“I finally got it” – CBS Denver


ERIE, Colorado (CBS4) — Nearly 60 years after leaving Erie High School to serve in the Marines during the Vietnam War, veteran Ron Cardenas has finally received the graduation ceremony he earned in the 1960s. Cardenas, Today 75, dropped out of high school in the 1960s in an effort to do service to his country. However, the Purple Heart recipient never received a diploma.

“Those first few weeks (in the Marines) were hell. I thought, ‘What the hell did I get myself into?'” Cardenas told CBS4’s Dillon Thomas.

(credit: CBS)

Cardenas said he was in Vietnam when he was 19 and at some point found himself caught in the middle of a battle with the enemy. He remembers being almost completely surrounded by enemy fire. Most of his fellow soldiers were unable to escape on their own. As he retreated and fought back, Cardenas remembered being framed as he fought for his life.

Cardenas said he got into a shootout with another soldier when he was injured.

“I know I killed him. But, before I shot him, he threw a rocket-propelled grenade. My face was bleeding, Cardenas said. “A shrapnel tore out my left eye.”

Cardenas miraculously lived to tell the tale. Since his time with the service, he has spent many days coaching students at Erie High School and attending sporting events. He also worked hard to be able to pay for the higher education of his children and grandchildren, which he could not do without a diploma.

(credit: CBS)

On Friday, students and staff at Erie High School gathered for an assembly to hear Cardenas talk about his service.

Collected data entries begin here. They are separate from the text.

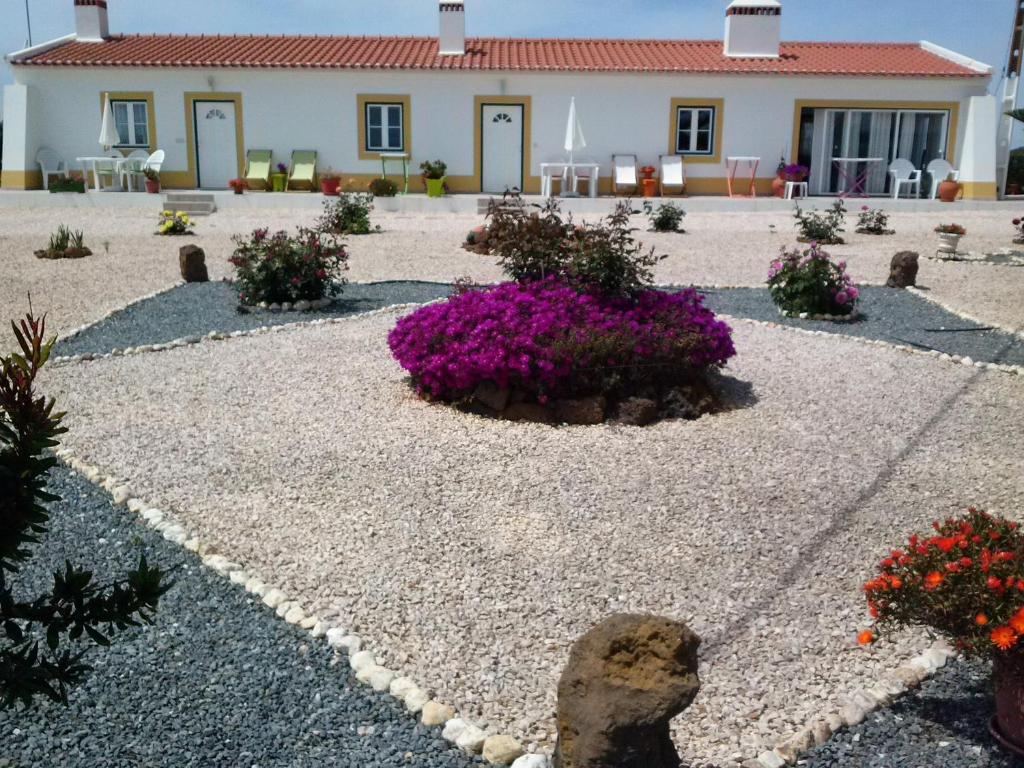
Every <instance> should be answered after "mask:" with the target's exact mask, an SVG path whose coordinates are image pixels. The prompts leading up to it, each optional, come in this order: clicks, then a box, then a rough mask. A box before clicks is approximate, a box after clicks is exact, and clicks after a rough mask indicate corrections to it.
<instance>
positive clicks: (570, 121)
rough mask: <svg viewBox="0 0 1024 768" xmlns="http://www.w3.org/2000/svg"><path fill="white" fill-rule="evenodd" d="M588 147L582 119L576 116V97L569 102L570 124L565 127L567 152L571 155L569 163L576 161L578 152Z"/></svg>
mask: <svg viewBox="0 0 1024 768" xmlns="http://www.w3.org/2000/svg"><path fill="white" fill-rule="evenodd" d="M585 146H587V138H586V137H585V136H584V135H583V128H582V127H581V125H580V119H579V118H578V117H577V114H575V96H573V97H572V100H571V101H569V122H568V124H567V125H566V126H565V152H567V153H568V154H569V163H570V164H571V163H572V162H573V160H574V159H575V153H577V150H583V148H584V147H585Z"/></svg>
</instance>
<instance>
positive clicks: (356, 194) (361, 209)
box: [316, 193, 379, 234]
mask: <svg viewBox="0 0 1024 768" xmlns="http://www.w3.org/2000/svg"><path fill="white" fill-rule="evenodd" d="M372 210H374V196H373V195H369V194H367V195H359V194H357V193H343V194H342V195H339V196H338V197H337V198H336V199H335V200H325V201H324V213H323V215H322V216H321V217H319V219H317V220H316V229H317V230H318V231H322V232H331V233H332V234H369V233H370V232H372V231H374V230H375V229H374V226H373V225H372V224H371V223H370V212H371V211H372ZM378 228H379V227H378Z"/></svg>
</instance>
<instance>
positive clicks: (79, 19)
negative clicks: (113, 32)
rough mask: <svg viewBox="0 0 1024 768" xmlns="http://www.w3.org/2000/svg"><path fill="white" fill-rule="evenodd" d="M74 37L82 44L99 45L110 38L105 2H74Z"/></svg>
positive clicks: (108, 25)
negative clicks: (74, 21) (86, 43)
mask: <svg viewBox="0 0 1024 768" xmlns="http://www.w3.org/2000/svg"><path fill="white" fill-rule="evenodd" d="M75 35H76V37H78V39H79V40H80V41H82V42H84V43H101V42H102V41H103V40H105V39H106V38H109V37H110V36H111V30H110V26H109V24H108V20H106V0H75Z"/></svg>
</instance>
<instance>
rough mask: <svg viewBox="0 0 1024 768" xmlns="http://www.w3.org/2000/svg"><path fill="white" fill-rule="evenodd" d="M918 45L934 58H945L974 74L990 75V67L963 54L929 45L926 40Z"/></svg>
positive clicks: (991, 70) (927, 41)
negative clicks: (981, 73)
mask: <svg viewBox="0 0 1024 768" xmlns="http://www.w3.org/2000/svg"><path fill="white" fill-rule="evenodd" d="M920 45H921V49H922V50H925V51H928V52H929V53H934V54H935V55H936V56H940V57H941V58H945V59H946V60H947V61H952V62H953V63H958V65H959V66H961V67H967V68H968V69H969V70H974V71H975V72H983V73H985V74H986V75H991V74H992V68H991V66H989V65H987V63H984V62H982V61H979V60H977V59H975V58H971V57H970V56H965V55H964V54H963V53H957V52H956V51H954V50H949V49H948V48H943V47H942V46H941V45H936V44H935V43H930V42H929V41H927V40H922V41H921V42H920Z"/></svg>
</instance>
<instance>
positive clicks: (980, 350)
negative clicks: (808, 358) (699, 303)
mask: <svg viewBox="0 0 1024 768" xmlns="http://www.w3.org/2000/svg"><path fill="white" fill-rule="evenodd" d="M703 293H706V295H707V296H708V300H707V304H708V306H710V307H711V308H712V309H714V310H715V311H716V312H723V313H725V314H731V315H734V316H737V317H751V318H753V319H763V321H769V322H772V323H780V324H784V325H786V326H792V327H794V328H805V329H810V330H815V331H827V332H828V333H835V334H840V335H844V336H859V337H861V338H866V339H881V340H883V341H888V342H890V343H892V344H902V345H904V346H911V347H918V348H925V349H938V350H939V351H940V352H946V353H947V354H959V355H967V356H970V357H971V358H973V359H976V360H984V361H985V362H1005V364H1010V365H1014V366H1024V338H1022V337H1020V336H1017V335H1015V334H1009V333H1006V332H1005V331H999V330H990V331H983V330H976V329H984V328H991V326H980V325H978V324H977V323H971V322H970V321H965V319H963V318H962V317H958V316H956V315H955V314H953V313H951V312H947V311H946V310H945V309H943V308H942V307H940V306H938V305H936V304H934V303H932V302H930V301H927V300H926V299H923V298H921V297H920V296H914V295H913V294H912V293H908V292H906V291H900V290H898V289H895V288H885V287H883V286H866V287H865V288H864V289H863V294H862V300H861V303H860V307H859V309H860V313H861V318H860V319H858V321H855V322H853V323H830V322H826V321H804V319H797V318H791V317H784V316H782V315H780V314H779V312H778V309H777V308H776V307H775V304H774V303H772V300H771V295H770V294H769V293H768V290H767V289H762V288H745V289H743V288H740V289H735V290H730V291H703ZM940 329H945V330H944V331H942V330H940Z"/></svg>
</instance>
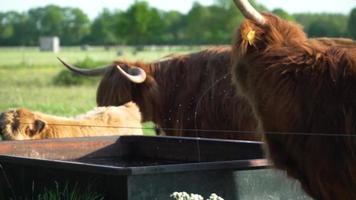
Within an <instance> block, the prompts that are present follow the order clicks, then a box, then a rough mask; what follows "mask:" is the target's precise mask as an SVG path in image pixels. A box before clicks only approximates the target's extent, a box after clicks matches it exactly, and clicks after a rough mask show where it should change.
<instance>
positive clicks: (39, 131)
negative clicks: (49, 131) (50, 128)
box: [0, 109, 47, 140]
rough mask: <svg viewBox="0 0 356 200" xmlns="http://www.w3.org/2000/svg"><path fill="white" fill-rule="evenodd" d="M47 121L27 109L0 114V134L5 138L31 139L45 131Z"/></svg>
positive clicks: (9, 138) (22, 139) (42, 132)
mask: <svg viewBox="0 0 356 200" xmlns="http://www.w3.org/2000/svg"><path fill="white" fill-rule="evenodd" d="M46 127H47V122H46V121H45V120H43V119H41V118H39V116H37V115H36V114H35V113H32V112H30V111H29V110H27V109H17V110H10V111H7V112H3V113H1V114H0V135H1V136H2V137H3V138H4V139H5V140H24V139H32V138H34V137H36V136H37V135H39V134H43V133H44V132H45V131H46Z"/></svg>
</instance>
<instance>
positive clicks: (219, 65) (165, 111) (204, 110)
mask: <svg viewBox="0 0 356 200" xmlns="http://www.w3.org/2000/svg"><path fill="white" fill-rule="evenodd" d="M311 40H312V41H314V42H319V43H325V44H328V43H334V44H337V45H340V46H341V45H349V46H353V45H355V44H354V43H353V41H352V40H347V39H338V38H332V39H330V38H315V39H311ZM62 62H63V61H62ZM63 64H64V65H65V66H67V67H68V68H69V69H70V70H71V71H73V72H75V73H79V74H82V75H89V76H97V75H103V76H104V77H103V78H102V80H101V83H100V85H99V88H98V91H97V103H98V106H110V105H115V106H117V105H122V104H123V103H126V102H128V101H134V102H135V103H137V105H138V106H139V108H140V110H141V112H142V115H143V121H153V122H154V123H156V124H157V125H158V126H159V127H161V129H162V130H163V132H165V134H166V135H173V136H193V137H211V138H225V139H243V140H260V138H261V137H260V136H261V135H259V134H255V130H256V124H257V122H256V120H255V118H254V116H253V114H252V110H251V108H250V105H249V104H248V103H247V101H246V100H245V98H243V97H241V96H240V95H238V94H235V88H234V87H233V85H232V84H231V48H229V47H214V48H209V49H206V50H203V51H200V52H196V53H191V54H186V55H176V56H170V57H166V59H165V60H162V61H156V62H151V63H143V62H127V61H117V62H114V63H113V64H110V65H108V66H106V67H103V68H97V69H94V70H85V69H80V68H77V67H75V66H72V65H70V64H67V63H65V62H63Z"/></svg>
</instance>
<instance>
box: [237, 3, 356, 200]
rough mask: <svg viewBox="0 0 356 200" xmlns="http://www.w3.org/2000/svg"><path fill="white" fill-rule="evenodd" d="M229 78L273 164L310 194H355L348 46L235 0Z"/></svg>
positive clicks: (355, 77) (355, 105) (353, 66)
mask: <svg viewBox="0 0 356 200" xmlns="http://www.w3.org/2000/svg"><path fill="white" fill-rule="evenodd" d="M236 4H237V5H238V6H239V7H240V9H241V10H242V11H243V13H244V15H245V16H246V18H248V20H245V21H244V22H243V23H242V25H241V26H240V28H239V29H238V32H237V36H236V39H235V42H234V44H233V54H232V59H233V70H232V72H233V80H234V83H235V84H236V86H237V88H238V93H239V94H242V95H244V96H245V97H246V98H247V99H248V101H249V103H250V104H251V106H252V108H253V110H254V113H255V116H256V118H257V119H258V125H259V126H258V127H259V130H260V131H259V132H260V133H265V141H266V143H267V146H268V154H269V157H270V159H271V160H272V161H273V163H274V164H275V166H276V167H277V168H279V169H283V170H286V171H287V173H288V174H289V175H290V176H291V177H294V178H296V179H298V180H299V181H300V182H301V185H302V187H303V189H304V190H305V191H306V192H307V193H308V194H309V195H310V196H311V197H313V198H315V199H324V200H328V199H330V200H331V199H356V48H355V47H354V44H352V43H351V44H350V45H344V44H341V43H338V44H334V43H328V41H321V42H318V41H317V42H315V41H311V40H309V39H308V38H307V37H306V35H305V33H304V32H303V30H302V28H301V27H300V26H299V25H297V24H294V23H291V22H288V21H285V20H283V19H280V18H279V17H277V16H274V15H272V14H267V13H265V14H260V13H258V12H257V11H256V10H254V8H253V7H252V6H251V5H250V4H248V1H247V0H241V1H237V0H236Z"/></svg>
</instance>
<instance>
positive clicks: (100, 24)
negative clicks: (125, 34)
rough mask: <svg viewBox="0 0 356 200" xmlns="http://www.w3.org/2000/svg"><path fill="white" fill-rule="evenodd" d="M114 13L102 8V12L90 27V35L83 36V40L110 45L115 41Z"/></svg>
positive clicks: (91, 43)
mask: <svg viewBox="0 0 356 200" xmlns="http://www.w3.org/2000/svg"><path fill="white" fill-rule="evenodd" d="M114 20H115V15H114V14H113V13H111V12H110V11H109V10H108V9H104V10H103V11H102V13H101V14H100V15H99V16H98V17H97V18H95V20H94V22H93V23H92V25H91V28H90V35H89V36H88V37H87V38H85V40H84V41H85V42H87V43H90V44H103V45H112V44H115V43H117V38H116V36H115V31H114V30H115V29H116V28H117V29H119V28H120V27H115V21H114Z"/></svg>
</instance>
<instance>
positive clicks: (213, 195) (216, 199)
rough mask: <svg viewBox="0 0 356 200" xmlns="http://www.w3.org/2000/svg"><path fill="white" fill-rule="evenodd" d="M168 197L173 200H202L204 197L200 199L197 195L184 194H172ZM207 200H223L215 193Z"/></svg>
mask: <svg viewBox="0 0 356 200" xmlns="http://www.w3.org/2000/svg"><path fill="white" fill-rule="evenodd" d="M170 197H172V198H174V199H175V200H204V197H202V196H201V195H199V194H193V193H191V194H190V195H189V194H188V193H186V192H173V193H172V194H171V195H170ZM207 200H224V199H223V198H221V197H219V196H218V195H216V194H215V193H212V194H211V195H210V197H209V199H207Z"/></svg>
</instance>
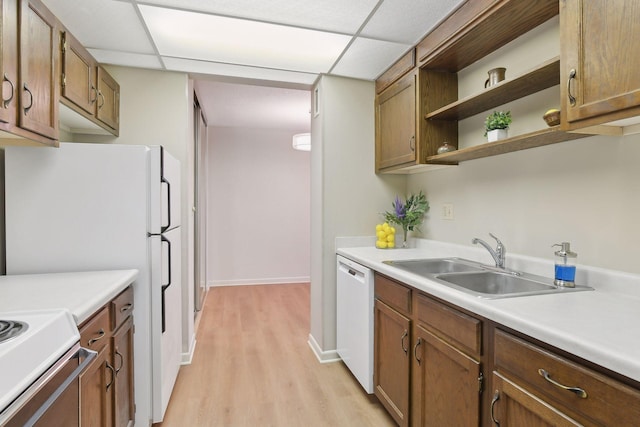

But, while onstage, school principal Matt Buchler also recognized Cardenas as he presented him with his diploma.

Ron Cardenas

Ron Cardenas (Credit: CBS)

“It’s a very special day for me,” Cardenas said.

“Today is a truly special day in the history of Erie High School,” Buchler said. “One of the messages is about sacrifice. Being a young man, deploying to Vietnam in a war zone, took a lot of courage and heroism.

Cardenas, a former school baseball player, also received the 1964 Male Athlete of the Year award after graduating.

“This moment took 58 years to prepare for me,” Cardenas said. “It’s something that I will put next to my children’s diplomas. You see, I have mine too. Its important to me. It is important to say that I finally understood.